Imagine a business intelligence tool designed to visualize data becoming a backdoor to the cloud itself. That was the startling reality uncovered by Tenable Research, which identified a cluster of nine security flaws in Google Looker Studio. Dubbed ‘LeakyLooker,’ these cross-tenant vulnerabilities resided in the platform formerly known as Google Data Studio.

Looker Studio is a popular service for creating dashboards and reports. It pulls data from sources like Google BigQuery, Sheets, and other SQL databases. This deep integration with Google’s cloud infrastructure, however, painted an unexpectedly large target for attackers. The platform’s architecture inadvertently created a broad attack surface where a single compromised report could have far-reaching consequences.

Two Paths to Exploitation: Zero-Click and One-Click Attacks

Tenable’s investigation pinpointed weaknesses in the platform’s authentication and data connector systems. The core issue? Looker Studio can run queries using either the report creator’s credentials or the viewer’s credentials. This design flaw opened up two distinct avenues for malicious activity.

The first path required no user interaction. In a ‘0-click’ attack, a threat actor could craft server-side requests that triggered SQL queries executed with the report owner’s high-level permissions. No button click needed; the damage could be done remotely.

The second method was a ‘1-click’ attack. Here, a victim only needed to open a manipulated report or a malicious link. Upon viewing it, malicious SQL queries would run using the viewer’s own database credentials, potentially compromising their data.

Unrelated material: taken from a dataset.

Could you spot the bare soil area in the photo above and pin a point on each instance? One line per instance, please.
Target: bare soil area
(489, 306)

Underlying Flaws That Enabled the Attacks

These attack techniques were powered by several critical underlying issues. Researchers found SQL injection flaws in the platform’s database connectors. Sensitive data could also leak through seemingly benign report elements like hyperlinks or embedded images. A particularly concerning flaw, dubbed a ‘denial-of-wallet’ issue, could have allowed attackers to run up massive bills on a victim’s BigQuery resources.

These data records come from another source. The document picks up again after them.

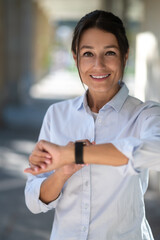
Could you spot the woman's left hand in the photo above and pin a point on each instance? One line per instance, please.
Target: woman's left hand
(47, 156)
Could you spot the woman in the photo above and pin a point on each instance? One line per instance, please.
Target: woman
(97, 189)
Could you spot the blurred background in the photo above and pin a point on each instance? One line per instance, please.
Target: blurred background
(36, 70)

Potential Impact and the Path to Remediation

The scope was significant. Connectors for BigQuery, Cloud Spanner, PostgreSQL, MySQL, Google Sheets, and Cloud Storage were all affected. An attacker could have scoured the web for publicly shared Looker reports. These reports could then serve as a launchpad to steal data, insert false records, or even delete entire tables in connected databases.

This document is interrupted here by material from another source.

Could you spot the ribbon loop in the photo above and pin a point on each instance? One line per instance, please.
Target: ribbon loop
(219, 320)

One subtle but dangerous feature was the report copy function. When a viewer duplicated a report, it sometimes preserved the original database credentials. The new owner of the copied report could then run custom SQL queries against the original database, all without ever knowing the password.

Tenable responsibly disclosed all nine vulnerabilities to Google. The tech giant collaborated with the researchers to investigate and roll out fixes. Since Looker Studio is a fully managed service, Google deployed the patches globally. Customers did not need to take any action to be protected.

Securing Your Business Intelligence Front

This episode serves as a crucial reminder. Analytics and business intelligence platforms are often overlooked in security assessments. They are powerful tools that connect directly to crown-jewel data stores, making them attractive targets.

Organizations should proactively manage this risk. Regularly audit report-sharing settings and ensure only necessary individuals have access. Limit or remove unused data connectors to shrink the attack surface. Most importantly, treat BI and analytics integrations as a core component of your cloud security strategy, not an afterthought. The line between data visualization and data vulnerability can be thinner than it appears.